Hopefully, each of us attaches, even loosely, a loss to the killing of an animal regardless of its reputation. Something must die before you you can have sushi, stir-fry chicken, or a marvelously marbled steak. If we borrow from the great karmic bank when we take the life of an animal, what are we paying in return? Are we making the most out of that animal, or are we so completely removed from the process that we can simply trim off the bits we like best (or those that are the most profitable) and slap mother nature in the face with the rest?

Hell no. Be it oil, or air, or animal, a resource shouldn't be wasted just because it's convenient.

However, simply making the most of an animal doesn't, in itself, mean that there isn't waste.

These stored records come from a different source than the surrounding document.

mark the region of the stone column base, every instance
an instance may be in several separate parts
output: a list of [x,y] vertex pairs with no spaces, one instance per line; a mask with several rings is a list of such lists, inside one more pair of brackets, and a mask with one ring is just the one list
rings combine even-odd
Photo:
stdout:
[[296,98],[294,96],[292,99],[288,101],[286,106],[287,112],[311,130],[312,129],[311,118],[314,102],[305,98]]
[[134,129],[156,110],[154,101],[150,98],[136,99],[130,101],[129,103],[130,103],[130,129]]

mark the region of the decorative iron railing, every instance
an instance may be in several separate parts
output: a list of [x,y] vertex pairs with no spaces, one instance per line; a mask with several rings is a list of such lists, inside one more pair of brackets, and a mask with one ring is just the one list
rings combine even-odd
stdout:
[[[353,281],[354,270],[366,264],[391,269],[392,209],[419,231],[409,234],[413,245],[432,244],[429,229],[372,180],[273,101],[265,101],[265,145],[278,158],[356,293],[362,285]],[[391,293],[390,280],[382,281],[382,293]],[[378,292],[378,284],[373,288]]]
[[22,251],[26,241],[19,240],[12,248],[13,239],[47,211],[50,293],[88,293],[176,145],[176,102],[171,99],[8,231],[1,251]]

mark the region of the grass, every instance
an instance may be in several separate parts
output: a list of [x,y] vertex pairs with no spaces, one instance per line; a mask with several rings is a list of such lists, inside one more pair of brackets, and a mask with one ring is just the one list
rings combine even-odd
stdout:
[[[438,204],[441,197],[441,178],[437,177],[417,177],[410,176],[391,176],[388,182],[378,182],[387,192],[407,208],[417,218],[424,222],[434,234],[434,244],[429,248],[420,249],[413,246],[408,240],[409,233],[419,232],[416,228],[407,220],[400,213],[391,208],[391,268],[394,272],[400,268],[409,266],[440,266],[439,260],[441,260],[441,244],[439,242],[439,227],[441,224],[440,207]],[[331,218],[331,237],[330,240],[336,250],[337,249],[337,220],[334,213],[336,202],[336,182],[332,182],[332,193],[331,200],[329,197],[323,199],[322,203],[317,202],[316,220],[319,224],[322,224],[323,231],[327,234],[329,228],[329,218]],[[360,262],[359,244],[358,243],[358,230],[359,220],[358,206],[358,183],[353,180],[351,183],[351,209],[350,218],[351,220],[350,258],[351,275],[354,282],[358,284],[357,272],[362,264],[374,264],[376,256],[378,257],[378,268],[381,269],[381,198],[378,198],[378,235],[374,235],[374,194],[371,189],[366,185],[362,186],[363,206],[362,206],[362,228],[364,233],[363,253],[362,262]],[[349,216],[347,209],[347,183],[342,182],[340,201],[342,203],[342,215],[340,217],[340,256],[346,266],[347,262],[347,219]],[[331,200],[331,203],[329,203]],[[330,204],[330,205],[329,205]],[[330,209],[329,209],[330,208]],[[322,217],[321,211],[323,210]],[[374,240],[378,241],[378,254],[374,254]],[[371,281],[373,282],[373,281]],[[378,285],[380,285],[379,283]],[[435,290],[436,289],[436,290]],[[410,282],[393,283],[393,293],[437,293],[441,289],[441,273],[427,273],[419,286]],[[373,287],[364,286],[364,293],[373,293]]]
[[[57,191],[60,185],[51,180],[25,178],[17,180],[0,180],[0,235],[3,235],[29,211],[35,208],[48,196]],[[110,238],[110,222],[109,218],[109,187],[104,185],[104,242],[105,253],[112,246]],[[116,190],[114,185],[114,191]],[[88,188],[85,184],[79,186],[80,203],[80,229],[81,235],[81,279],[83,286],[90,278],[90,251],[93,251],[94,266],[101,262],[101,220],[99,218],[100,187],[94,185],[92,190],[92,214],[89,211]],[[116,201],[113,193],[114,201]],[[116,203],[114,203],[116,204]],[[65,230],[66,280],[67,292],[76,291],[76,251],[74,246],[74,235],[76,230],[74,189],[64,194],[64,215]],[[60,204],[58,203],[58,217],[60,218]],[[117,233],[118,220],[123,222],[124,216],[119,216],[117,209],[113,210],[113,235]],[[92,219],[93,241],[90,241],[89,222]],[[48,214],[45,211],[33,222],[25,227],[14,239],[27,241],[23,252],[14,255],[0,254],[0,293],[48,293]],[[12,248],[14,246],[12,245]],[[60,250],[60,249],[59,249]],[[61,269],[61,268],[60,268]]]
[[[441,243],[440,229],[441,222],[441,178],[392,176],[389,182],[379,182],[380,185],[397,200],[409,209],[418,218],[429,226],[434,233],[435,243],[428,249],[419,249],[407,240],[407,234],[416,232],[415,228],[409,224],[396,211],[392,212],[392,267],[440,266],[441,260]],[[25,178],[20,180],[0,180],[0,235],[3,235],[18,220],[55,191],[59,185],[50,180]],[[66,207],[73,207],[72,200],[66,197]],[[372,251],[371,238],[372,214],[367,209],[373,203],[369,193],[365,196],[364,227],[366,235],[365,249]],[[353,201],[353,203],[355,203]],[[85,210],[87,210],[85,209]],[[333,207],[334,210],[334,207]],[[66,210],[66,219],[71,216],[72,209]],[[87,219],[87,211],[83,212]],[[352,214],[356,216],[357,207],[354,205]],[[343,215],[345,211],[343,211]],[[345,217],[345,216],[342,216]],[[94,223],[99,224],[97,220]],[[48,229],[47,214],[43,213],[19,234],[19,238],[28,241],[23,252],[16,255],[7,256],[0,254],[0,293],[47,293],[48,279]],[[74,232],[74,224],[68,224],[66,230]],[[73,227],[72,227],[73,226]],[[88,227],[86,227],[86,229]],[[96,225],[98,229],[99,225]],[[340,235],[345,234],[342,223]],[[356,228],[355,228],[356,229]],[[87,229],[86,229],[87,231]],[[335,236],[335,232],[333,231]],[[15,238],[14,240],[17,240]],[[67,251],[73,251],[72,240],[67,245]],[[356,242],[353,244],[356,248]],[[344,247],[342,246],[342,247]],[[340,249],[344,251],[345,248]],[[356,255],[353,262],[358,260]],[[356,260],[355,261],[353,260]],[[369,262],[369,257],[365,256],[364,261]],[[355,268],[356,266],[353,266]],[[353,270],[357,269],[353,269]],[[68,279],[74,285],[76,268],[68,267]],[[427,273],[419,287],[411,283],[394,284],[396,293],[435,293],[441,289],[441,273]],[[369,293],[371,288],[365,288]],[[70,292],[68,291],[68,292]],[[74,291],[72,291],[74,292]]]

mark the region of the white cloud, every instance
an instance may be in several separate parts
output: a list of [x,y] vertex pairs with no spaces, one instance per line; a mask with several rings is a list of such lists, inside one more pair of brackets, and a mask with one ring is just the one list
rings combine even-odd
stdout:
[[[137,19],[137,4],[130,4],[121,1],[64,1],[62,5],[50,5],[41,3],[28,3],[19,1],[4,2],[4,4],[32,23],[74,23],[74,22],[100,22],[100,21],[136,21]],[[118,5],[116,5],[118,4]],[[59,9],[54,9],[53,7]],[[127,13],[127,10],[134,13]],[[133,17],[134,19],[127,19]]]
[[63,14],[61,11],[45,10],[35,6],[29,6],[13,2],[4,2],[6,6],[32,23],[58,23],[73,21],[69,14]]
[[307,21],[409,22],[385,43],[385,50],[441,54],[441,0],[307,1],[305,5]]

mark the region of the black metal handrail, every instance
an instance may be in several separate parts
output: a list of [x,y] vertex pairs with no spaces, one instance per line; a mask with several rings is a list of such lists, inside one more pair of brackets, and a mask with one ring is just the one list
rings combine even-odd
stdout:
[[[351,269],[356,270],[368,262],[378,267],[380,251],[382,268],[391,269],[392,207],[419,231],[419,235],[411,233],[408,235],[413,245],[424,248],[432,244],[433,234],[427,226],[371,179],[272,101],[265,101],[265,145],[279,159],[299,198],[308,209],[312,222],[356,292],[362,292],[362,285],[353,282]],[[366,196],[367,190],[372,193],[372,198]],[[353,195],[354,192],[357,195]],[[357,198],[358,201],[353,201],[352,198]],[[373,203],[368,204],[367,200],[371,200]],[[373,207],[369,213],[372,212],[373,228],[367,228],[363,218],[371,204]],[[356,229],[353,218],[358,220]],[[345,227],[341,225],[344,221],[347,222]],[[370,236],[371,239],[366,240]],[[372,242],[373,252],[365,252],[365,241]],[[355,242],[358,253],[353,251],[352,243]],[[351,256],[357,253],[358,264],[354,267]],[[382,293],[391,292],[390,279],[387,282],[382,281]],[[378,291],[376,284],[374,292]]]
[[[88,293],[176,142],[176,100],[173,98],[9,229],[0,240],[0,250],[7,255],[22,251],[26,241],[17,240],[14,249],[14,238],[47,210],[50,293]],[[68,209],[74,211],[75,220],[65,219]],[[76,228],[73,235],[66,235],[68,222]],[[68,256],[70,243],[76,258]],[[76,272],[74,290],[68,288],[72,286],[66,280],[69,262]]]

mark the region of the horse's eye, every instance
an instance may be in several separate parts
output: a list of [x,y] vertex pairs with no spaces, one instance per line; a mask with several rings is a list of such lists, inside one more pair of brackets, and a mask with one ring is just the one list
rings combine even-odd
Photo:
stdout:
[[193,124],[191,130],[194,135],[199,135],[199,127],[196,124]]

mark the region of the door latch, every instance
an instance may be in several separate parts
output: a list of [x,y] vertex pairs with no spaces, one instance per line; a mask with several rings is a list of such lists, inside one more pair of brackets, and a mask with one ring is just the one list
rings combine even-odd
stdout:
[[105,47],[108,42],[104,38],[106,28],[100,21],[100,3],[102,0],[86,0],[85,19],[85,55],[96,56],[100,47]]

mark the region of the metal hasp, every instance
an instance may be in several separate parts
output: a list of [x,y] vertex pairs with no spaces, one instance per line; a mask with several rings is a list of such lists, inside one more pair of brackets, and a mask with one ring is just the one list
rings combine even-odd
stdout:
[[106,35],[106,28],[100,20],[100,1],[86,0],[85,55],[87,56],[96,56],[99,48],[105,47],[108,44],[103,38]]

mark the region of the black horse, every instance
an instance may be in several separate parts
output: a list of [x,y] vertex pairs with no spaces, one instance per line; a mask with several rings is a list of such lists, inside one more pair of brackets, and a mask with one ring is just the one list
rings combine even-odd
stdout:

McDonald's is well documented in "Fast Food Nation" for using every ounce of a cow. By the time the suppliers are done with it, all that's left is a bell and a spinal cord. (You and your dog eat the rest.) McDonald's cranks out hamburgers which sit on a rack until they are sold, or such time as they are deemed "unfresh" and are thrown away. They kill extra cows so that someone won't need to wait 2:18 for a hamburger, a crappy one at that. In short, it's a waste on a much larger scale even though efficiency has been worked out to the gram.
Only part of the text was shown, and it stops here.